- The Washington Times - Wednesday, June 16, 2004

TASHKENT, Uzbekistan — Russian President Vladimir Putin signed a strategic partnership deal with Uzbekistan yesterday, seeking to restore Russian influence in the nation that had become a key U.S. military ally since the September 11 attacks.

Uzbek President Islam Karimov has charted an independent course since the 1991 Soviet collapse and in 1992 became a strategic partner of the United States. The bond was solidified after the Uzbeks offered use of a key air base to hundreds of U.S. troops to oust the hard-line Taliban regime in neighboring Afghanistan.

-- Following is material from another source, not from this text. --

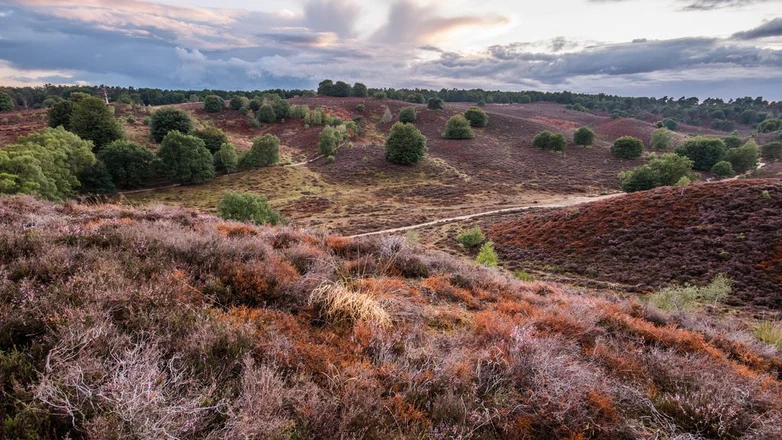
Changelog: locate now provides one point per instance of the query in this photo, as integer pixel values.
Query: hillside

The Putin-Karimov deal calls for cooperation across a range of economic sectors and closer diplomatic and academic ties. The move seeks to restore Moscow as a major player in Central Asia, which was considered part of the Kremlin’s sphere of influence since czarist times.

“We’ve signed a document that opens a new page in the history of our relations,” Mr. Putin said, as reported by Russia’s Itar-Tass news agency. “The treaty has no time restrictions and lays down a solid foundation for the Russian-Uzbek strategic partnership.”

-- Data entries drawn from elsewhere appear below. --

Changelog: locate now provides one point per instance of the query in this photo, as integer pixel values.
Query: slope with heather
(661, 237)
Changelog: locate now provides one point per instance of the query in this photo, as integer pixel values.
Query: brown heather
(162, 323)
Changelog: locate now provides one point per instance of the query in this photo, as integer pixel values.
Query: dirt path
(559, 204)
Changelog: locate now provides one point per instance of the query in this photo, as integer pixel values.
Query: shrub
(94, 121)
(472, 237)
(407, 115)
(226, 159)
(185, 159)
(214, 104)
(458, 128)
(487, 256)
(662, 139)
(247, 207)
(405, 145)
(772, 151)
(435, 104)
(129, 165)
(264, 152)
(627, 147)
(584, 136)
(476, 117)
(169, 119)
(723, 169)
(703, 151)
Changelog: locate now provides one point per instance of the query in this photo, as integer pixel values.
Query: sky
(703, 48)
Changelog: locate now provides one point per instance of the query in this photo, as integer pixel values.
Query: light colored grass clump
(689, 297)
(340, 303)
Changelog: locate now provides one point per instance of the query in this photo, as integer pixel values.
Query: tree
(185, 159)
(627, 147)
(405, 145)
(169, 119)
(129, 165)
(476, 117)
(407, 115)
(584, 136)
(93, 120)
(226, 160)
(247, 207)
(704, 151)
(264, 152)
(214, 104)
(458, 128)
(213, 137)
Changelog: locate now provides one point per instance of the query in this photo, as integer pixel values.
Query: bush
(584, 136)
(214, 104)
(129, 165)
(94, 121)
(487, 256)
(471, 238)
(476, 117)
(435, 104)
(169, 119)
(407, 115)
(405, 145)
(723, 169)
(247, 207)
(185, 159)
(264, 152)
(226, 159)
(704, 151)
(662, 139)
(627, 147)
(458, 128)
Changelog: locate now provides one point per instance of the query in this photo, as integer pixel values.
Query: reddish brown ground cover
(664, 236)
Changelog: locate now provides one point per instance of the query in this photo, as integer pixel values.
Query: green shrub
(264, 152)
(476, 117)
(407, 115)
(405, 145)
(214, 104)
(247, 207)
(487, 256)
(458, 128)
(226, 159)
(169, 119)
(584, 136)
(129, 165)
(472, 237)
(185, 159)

Mr. Karimov called the talks “significant” and said they would “open new prospects for our long-term relations.”

Without the lure of foreign aid, Russia has turned its mighty state-affiliated energy companies to the task of making deals across Central Asia to maintain ties.

Yesterday, Russia’s Lukoil and Uzbekistan’s Uzbekneftegaz signed a 35-year cooperation agreement that foresees about $1 billion of Russian investment to exploit natural gas fields in central Uzbekistan.

Mr. Putin also said the gas giant Gazprom was working on a deal to invest more than $1 billion in Uzbekistan’s energy sector. He said he hoped other Russian investors would follow Gazprom’s example.

Mr. Karimov said the energy deals would bring the total Russian investment in Uzbekistan’s energy sector to $2.5 billion, Itar-Tass said.

In apparent response to the American military presence, Russia last year opened a base — its first abroad since the Soviet collapse — in the neighboring Central Asian nation of Kyrgyzstan.

Foreign investors have shunned Uzbekistan, the region’s most populous country, and the European Bank for Reconstruction and Development said this year it would limit investment here because of a lack of progress on democracy and economic liberalization.

Mr. Karimov said yesterday he hoped Russia would bring needed investment and help create jobs in his impoverished country.